Balonem do bieguna (lit. By Balloon to the Pole; with subtitle Przygody z podróży powietrznej ponad lodami, lit. Adventures in Air Travel over the Ice, in later editions changed to Ponad lodami Antarktydy, lit. Over the Ice of Antarctica) is the second adventure novel for youth by Polish writer Władysław Umiński. It was first published in 1892 serialized in a magazine; it received a book edition in 1894. The novel has been subsequently reprinted several times and translated into French and Russian. The novel tells the story of an expedition to the South Pole using a technologically advanced balloon.

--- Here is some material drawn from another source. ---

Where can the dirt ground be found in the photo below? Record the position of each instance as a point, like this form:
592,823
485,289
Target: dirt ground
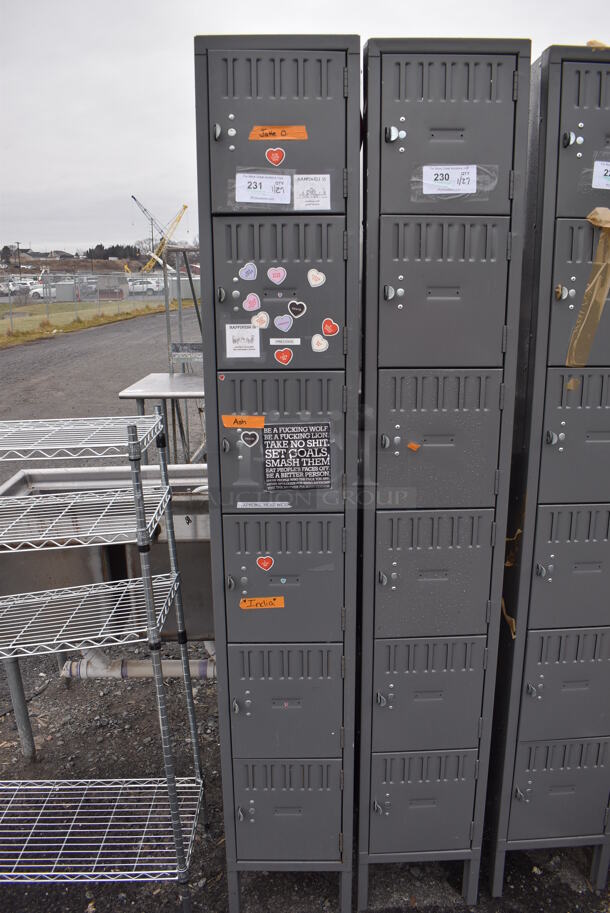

It was the second novel by Umiński, who, after its publication, began to gain fame in Poland as the author of popular novels for youth. It was also Umiński's first novel containing a futuristic gadget (here, airship), and it is considered one of the first Polish science fiction novels.

== Release history ==
The novel was first published in the illustrated magazine Wieczory Rodzinne in 1892 in installments (no. 1–30), and then published as a book in 1894 by Gebethner i Wolff. Over the next several decades, the book had received around ten editions, including in the years 1905, 1925, 1929, 1930, 1947, 1948, 1954, and finally, in 1955. The novel was also translated into French (Au Pole Sud en Balloon) and Russian.

== Plot ==
The plot of the novel concerns, as the title suggests, a journey to the South Pole using a balloon (actually an airship). This device, filled with helium, was capable of travelling against the wind and reaching speeds of up to 150 km/h. It was the work of Polish engineers (Gromski and Jelski) and named "Polonia". Three travelers (Gromski and two Americans, captain Ford and sailor Barton) use it to reach the Pole. During the return journey, they have to face the breakdown of their vehicle, but after numerous adventures, they are saved by a whaling ship.

== Reception ==
In 1926, a reviewer for Dziennik Bydgoski spoke positively about the book, writing: "The reader travels in spirit with the brave pilots, experiences many hardships and dangers with them, admires the magical beauty of the aerial skies, about the wonders of which people on earth have not the slightest idea. I hope that among the readers of this book there will arise a large number of true "Gromskis" who would glorify the name of Poland with their inventions and discoveries!".

== Analysis ==
It was Umiński's second novel, and the first containing a futuristic gadget (described by Polish literary scholar Antoni Smuszkiewicz as "a new type of aerostat, operating on the principle of connecting a balloon with a prototype airplane"), and thus it is Umiński's first science fiction novel and at the same time one of the first Polish books of this genre. The novel, written during the period of partitions of Poland, contains patriotic accents (the heroes are Poles, and it is named "Polonia"). In keeping with Umiński's habits (described by Smuszkiewicz as "timidly looking into the not too distant future"), the inventions presented in the novel are relatively realistic, representing technology only slightly beyond the state of then-current knowledge (the vehicle described by Umiński was built a few years later, in 1900, by a German constructor, Ferdinand von Zeppelin, and filling balloons with safer helium began to be common several years later).

Because of its second part, where the heroes' vehicle suffers an accident on the way back, the novel is classified as a robinsonade. Like many of Umiński's works, it is seen as inspired by Jules Verne, here, his Five Weeks in a Balloon. After the publication of this novel, Umiński began to gain fame in Poland as the author of popular novels for youth.